The design and synthesis of metal-organic frameworks (MOFs)-based electrocatalysts for water-splitting oxygen evolution reaction (OER) have attracted significant interest due to their exceptional surface area, tunable porosity, and distinctive characteristics. However, developing highly durable, stable, and efficient electrocatalysts capable of delivering high current densities at low overpotentials remains a formidable challenge for the OER. Herin, we successfully synthesized a series of new heterometallic porphyrin-based MOFs using Cerium (Ce) and Cobalt (Co) as metal nodes coordinated with 5,10,15,20-tetrakis(4-carboxyphenyl)porphyrin (TCPP) as organic ligands hereafter, namely TCPP(Co)-MOF, TCPP(Ce)-MOF, and TCPP(Ce)Co-MOF. All these MOFs were tested as electrode materials for electrochemical water splitting.

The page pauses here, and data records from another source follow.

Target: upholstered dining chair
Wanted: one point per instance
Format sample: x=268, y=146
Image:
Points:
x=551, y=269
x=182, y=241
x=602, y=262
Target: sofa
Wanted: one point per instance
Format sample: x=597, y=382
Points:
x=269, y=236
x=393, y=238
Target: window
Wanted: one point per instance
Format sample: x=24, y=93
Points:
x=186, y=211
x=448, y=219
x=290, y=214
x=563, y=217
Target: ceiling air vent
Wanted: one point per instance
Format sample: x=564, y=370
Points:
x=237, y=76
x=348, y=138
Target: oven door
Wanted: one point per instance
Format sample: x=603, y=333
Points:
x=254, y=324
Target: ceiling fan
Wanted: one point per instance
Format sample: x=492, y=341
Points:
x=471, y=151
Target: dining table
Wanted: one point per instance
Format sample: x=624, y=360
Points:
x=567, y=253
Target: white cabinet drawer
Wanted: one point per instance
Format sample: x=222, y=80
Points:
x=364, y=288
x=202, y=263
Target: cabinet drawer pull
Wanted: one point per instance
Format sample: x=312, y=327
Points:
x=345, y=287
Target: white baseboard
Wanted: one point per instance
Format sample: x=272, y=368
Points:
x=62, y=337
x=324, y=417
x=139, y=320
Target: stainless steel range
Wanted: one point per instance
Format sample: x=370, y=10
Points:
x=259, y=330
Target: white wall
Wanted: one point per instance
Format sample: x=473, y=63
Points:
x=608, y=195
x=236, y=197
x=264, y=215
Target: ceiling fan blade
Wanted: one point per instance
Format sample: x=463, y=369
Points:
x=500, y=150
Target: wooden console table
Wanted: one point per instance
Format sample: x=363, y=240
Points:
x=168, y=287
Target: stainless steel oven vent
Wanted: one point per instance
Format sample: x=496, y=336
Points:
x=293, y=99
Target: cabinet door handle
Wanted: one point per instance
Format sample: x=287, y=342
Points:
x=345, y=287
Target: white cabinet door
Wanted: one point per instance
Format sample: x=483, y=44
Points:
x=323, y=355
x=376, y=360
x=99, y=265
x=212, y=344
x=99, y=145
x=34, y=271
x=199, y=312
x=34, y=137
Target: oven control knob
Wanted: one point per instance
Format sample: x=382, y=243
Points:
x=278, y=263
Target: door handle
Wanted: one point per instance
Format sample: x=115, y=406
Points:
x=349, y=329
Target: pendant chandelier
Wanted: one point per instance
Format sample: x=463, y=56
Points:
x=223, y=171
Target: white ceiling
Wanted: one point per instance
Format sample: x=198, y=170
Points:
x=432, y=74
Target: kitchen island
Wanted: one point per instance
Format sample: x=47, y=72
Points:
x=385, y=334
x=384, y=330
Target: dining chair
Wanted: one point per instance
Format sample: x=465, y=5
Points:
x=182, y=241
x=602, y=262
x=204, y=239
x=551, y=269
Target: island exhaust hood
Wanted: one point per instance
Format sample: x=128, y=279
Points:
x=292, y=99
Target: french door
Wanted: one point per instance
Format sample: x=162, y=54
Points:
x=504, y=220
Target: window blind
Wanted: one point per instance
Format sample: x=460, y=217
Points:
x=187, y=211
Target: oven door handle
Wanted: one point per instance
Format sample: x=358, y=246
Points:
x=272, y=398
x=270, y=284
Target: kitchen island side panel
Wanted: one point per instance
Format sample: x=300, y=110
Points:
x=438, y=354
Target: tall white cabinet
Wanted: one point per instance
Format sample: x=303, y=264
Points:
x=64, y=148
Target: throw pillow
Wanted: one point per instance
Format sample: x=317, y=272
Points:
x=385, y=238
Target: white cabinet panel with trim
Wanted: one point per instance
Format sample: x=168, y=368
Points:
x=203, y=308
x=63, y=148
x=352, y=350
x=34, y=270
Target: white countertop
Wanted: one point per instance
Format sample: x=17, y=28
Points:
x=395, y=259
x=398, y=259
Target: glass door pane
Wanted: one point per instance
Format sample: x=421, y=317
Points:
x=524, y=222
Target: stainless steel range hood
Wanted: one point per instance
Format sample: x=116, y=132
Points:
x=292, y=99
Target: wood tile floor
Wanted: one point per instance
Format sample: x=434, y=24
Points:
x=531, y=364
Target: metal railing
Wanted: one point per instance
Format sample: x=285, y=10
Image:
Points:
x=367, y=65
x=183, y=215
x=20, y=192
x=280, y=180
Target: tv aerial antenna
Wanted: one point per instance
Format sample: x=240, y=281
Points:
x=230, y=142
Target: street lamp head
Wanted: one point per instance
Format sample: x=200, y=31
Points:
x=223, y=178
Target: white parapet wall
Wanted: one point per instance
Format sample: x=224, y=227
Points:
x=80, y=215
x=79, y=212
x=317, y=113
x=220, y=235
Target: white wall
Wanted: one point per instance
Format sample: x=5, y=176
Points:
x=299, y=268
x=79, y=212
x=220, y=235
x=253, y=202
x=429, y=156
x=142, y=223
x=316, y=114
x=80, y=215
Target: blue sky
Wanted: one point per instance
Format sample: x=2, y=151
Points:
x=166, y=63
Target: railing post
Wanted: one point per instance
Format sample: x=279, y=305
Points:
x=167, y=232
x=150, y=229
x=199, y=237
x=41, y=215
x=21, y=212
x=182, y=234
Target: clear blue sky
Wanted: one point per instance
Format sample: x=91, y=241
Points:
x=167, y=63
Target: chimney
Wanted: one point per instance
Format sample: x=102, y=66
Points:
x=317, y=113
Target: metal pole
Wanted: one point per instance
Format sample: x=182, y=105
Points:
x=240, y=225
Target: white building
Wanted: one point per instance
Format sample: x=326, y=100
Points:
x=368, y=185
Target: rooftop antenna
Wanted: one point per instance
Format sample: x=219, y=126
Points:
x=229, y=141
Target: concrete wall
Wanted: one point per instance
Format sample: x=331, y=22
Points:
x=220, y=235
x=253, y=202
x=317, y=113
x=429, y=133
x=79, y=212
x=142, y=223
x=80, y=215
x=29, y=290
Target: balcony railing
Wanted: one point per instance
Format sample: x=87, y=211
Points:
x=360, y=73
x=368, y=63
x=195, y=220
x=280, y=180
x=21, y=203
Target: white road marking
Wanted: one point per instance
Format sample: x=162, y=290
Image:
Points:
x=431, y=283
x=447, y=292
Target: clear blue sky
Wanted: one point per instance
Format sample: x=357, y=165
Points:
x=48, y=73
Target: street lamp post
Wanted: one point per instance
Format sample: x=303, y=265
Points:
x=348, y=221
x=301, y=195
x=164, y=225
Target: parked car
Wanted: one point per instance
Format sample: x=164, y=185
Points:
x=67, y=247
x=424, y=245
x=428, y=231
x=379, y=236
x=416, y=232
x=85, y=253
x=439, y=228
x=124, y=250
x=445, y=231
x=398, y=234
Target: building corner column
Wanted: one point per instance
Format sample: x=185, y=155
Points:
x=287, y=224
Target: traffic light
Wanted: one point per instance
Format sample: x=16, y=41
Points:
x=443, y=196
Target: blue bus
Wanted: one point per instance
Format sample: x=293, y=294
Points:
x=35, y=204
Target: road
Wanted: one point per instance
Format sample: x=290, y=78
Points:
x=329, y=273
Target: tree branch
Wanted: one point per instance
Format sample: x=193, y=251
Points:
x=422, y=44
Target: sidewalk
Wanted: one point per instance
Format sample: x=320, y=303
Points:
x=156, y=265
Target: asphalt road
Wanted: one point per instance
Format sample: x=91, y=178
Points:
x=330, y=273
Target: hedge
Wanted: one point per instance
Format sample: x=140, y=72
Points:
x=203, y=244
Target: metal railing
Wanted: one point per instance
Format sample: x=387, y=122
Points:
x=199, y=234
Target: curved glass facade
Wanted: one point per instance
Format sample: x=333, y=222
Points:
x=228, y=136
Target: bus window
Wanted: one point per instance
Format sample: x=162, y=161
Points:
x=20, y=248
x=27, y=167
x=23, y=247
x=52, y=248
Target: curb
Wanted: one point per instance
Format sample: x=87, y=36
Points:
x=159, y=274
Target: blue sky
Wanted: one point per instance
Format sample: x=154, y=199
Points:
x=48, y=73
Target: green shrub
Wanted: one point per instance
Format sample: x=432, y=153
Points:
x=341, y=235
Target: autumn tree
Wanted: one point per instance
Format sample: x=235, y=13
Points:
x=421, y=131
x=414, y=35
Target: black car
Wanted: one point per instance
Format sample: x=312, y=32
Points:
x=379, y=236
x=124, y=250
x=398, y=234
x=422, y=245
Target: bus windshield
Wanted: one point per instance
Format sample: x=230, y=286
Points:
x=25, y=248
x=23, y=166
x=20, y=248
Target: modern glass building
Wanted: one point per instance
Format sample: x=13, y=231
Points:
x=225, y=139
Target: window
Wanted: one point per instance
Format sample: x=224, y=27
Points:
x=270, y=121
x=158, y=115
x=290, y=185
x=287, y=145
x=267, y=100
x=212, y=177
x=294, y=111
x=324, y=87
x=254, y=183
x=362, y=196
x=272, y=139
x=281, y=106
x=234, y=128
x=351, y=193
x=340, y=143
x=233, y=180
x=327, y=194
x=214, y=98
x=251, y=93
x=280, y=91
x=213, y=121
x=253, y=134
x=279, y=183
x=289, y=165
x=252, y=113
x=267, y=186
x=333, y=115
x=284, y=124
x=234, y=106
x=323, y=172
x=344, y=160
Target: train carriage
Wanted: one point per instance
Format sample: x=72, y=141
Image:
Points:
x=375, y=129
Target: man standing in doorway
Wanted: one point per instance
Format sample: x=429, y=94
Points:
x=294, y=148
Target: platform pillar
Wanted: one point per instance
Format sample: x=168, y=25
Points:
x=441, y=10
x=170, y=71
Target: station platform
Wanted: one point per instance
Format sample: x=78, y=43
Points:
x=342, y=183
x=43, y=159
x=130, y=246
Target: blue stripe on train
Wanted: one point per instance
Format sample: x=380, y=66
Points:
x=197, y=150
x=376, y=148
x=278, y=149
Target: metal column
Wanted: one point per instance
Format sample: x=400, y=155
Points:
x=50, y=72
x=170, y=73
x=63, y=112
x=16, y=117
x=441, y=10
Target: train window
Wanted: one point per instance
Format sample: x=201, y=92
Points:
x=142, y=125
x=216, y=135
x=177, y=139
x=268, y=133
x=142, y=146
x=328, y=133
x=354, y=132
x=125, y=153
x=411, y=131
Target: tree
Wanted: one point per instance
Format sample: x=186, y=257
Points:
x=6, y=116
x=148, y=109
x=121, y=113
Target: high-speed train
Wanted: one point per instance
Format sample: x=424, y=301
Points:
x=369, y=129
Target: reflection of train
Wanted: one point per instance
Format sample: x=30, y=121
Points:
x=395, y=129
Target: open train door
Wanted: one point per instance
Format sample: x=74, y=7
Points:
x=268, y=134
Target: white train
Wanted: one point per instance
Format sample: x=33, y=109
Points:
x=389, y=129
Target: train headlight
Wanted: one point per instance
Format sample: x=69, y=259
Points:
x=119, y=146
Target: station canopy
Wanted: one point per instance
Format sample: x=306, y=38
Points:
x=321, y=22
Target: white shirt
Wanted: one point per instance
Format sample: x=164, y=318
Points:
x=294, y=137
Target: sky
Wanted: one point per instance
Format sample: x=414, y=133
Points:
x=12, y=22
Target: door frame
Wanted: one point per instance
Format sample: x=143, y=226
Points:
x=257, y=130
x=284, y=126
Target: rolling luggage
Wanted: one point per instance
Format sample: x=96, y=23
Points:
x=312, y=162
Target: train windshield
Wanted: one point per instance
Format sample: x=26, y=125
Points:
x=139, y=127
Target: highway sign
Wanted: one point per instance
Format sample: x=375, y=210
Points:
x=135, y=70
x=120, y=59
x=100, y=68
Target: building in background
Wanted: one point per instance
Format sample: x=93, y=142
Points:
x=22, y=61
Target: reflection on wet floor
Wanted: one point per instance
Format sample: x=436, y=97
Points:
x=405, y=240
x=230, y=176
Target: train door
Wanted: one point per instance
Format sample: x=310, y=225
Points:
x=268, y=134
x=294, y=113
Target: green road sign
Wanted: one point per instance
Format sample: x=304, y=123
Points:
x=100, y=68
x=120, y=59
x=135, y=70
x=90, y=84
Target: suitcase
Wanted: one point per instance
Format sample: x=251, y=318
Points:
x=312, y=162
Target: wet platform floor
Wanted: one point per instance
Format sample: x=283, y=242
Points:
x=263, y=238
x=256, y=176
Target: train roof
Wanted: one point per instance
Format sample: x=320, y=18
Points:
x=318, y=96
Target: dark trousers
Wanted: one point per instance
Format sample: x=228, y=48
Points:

The synthesized electrocatalysts were analyzed using powder X-ray diffraction (XRD), scanning electron microscopy (SEM), Fourier transform infrared spectroscopy (FTIR), UV-Vis spectroscopy, and energy-dispersive spectroscopy (EDS) mapping to investigate their structural features, morphology, and elemental composition. The heterometallic MOF-based electrocatalyst, TCPP(Ce)Co-MOF, demonstrated exceptional performance for OER in a 1M KOH electrolyte, achieving an overpotential of 156 mV @10 mA cm⁻², a Tafel slope of 46 mV dec⁻¹, and a high current density of 596 mA cm⁻² within a narrow potential range. The electrocatalyst exhibited remarkable chrono-potentiometric stability at 10 and 50 mA cm⁻² current density for 50 hours of testing in an alkaline environment. Hence, the developed nickel foam-supported TCPP-derived heterometallic MOFs could be considered a promising electrocatalyst for boosting the OER in fuel cell applications.